A short guide to getting more referral sign ups
I’ve tried affiliate marketing before but gave up quickly because I found it was too hard. I was to trying sell books via Amazon Affiliates, but to be frank, why go buy hardcover books when you could to the library and read them, or buy the ebook?
Then, I began blogging on Medium with some success and thought why not put a referral link at the bottom of some of my posts? And, woohoo some people signed up — I’m grateful for them too.
It took me a while to realize that doing this was affiliate marketing. Basically, writing good content to drive readers to the website and sign up for membership. So, in this article, we’ll look at my method to get a few referred members.
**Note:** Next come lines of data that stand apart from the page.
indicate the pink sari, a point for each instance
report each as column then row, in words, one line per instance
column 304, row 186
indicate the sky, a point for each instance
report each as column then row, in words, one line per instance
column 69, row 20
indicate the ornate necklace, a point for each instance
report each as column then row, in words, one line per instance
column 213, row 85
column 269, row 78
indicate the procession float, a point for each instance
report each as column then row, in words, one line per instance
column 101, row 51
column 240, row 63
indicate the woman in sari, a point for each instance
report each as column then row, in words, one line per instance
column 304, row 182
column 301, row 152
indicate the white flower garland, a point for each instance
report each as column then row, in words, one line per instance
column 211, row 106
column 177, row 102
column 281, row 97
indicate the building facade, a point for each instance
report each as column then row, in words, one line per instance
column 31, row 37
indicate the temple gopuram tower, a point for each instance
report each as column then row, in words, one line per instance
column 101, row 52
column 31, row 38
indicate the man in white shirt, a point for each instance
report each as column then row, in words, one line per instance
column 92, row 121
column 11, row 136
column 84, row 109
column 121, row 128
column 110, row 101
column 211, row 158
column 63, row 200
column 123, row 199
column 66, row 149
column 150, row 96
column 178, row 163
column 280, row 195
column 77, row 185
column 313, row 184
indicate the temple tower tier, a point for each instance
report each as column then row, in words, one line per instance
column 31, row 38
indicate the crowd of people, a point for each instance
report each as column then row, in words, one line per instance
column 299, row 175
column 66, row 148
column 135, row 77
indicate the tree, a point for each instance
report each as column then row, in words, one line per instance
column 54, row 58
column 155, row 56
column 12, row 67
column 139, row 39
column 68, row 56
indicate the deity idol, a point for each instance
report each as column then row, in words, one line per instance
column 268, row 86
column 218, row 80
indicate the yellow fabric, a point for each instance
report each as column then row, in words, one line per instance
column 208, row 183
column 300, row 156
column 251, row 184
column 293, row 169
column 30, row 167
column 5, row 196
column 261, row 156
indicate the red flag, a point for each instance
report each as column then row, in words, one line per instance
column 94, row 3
1. Personal Stories over How-Tos, Whys, and other Article Types
Many people would rather write how-to guides and lists. I get it. Impersonal is easy to write and you make yourself look like an expert. But, to be frank, most people don’t care about experts, they much rather prefer reading stories than how-to guides and lists. Also, even if you write a list, how many people actually read the content below the numbered subheadings?
I don’t have many referred members, so take these statistics with a grain of salt, but so far in my writing career, 80% of members signed up via a ‘personal story’ compared to 20% who signed via a ‘why’ article. I’ve got no idea why but that’s just what I found.
Furthermore, I’m not sure how I exactly did it too. Simply, all I wrote were my exact experiences. I didn’t try to be particularly didactic in my writing. It was simply my failures, reflections, and what I would do next time. These personal stories not only drove more referrals but also more traffic as well.
I guess you know what the takeaway point is here, ‘personal stories’ are your go-to article type to have more people engage more deeply with your content.
2. Being tactical with SEO really matters
I might not be the greatest writer but I can write well enough that I can get some fans. However, no matter how well you can write, unless eyes are on your writing, your blog gets nowhere. Unfortunately in this case, SEO matters, and who you publish with matters too. In other words, just self-publishing without anyone helping you advertise won’t get you anywhere.
For example, 53% of website traffic is driven by organic searches.
This is probably based on Google, but if you have some understanding of statistics, you could use apply this statistic to other search engines. Basically, if you need the right tags and keywords in your articles to be found on any sort of search engine.
For me, who I publish with really matters. If it is a matter of getting many internal views for income, I’ll publish with a big publisher but if I’m trying to get referrals, then going with a publisher who does well with Google rankings really does matter.
What I’ve learned and can share is that you really need to understand digital marketing.
- Use the right tags.
- Make sure your articles are SEO-friendly.
- Choose the right publisher for the right article.
3. Write a lot of persuasive content quickly
I didn’t get my first referral from my first article. More realistically, it wasn’t until my 50th article. To put this into context, it’s taken me about 27,000 views to even get 5 referred members.
This shows tells me two things. Firstly, it’s really hard to convince people to sign up, and secondly, to get someone to sign up really has to do their personal circumstances which you can’t easily predict.
To write a lot of persuasive content quickly, I like to use Neil Patel’s framework:
- Catchy title
- Magnetic Opening
- Each section is filled with value: why is this important, how it will make your life better, some data to back it up, personal story and action points for the reader.
- Conclude with a question
Because I’m writing a personal story with this framework, it takes me about an hour to an hour and a half to write a 1500-word article.
Furthermore, I tend to stick to my rule of 3. I provide 3 examples and I try to get any article I’ve written published within 3 hours of the first letter being typed, or at least the whole process of writing, formatting, and proofreading within 3 hours.
You can use any other method you want to write a lot and quickly in a short amount of time. The above is only my recommendation.
Conclusions: Can you really do affiliate marketing with such a strategy?
The short answer is yes you can. I’ve done it but I would need to say that the work is hard for a ridiculously low probability. I haven’t exactly calculated all of the statistics but even let’s say that on average I have 50% internal and external views, then my chances of getting a referral is still low. (5/13500*100% = 0.037%) When I look at this number, it makes me think if it’s actually more luck than skills. Either way, it won’t hurt if you give it a try.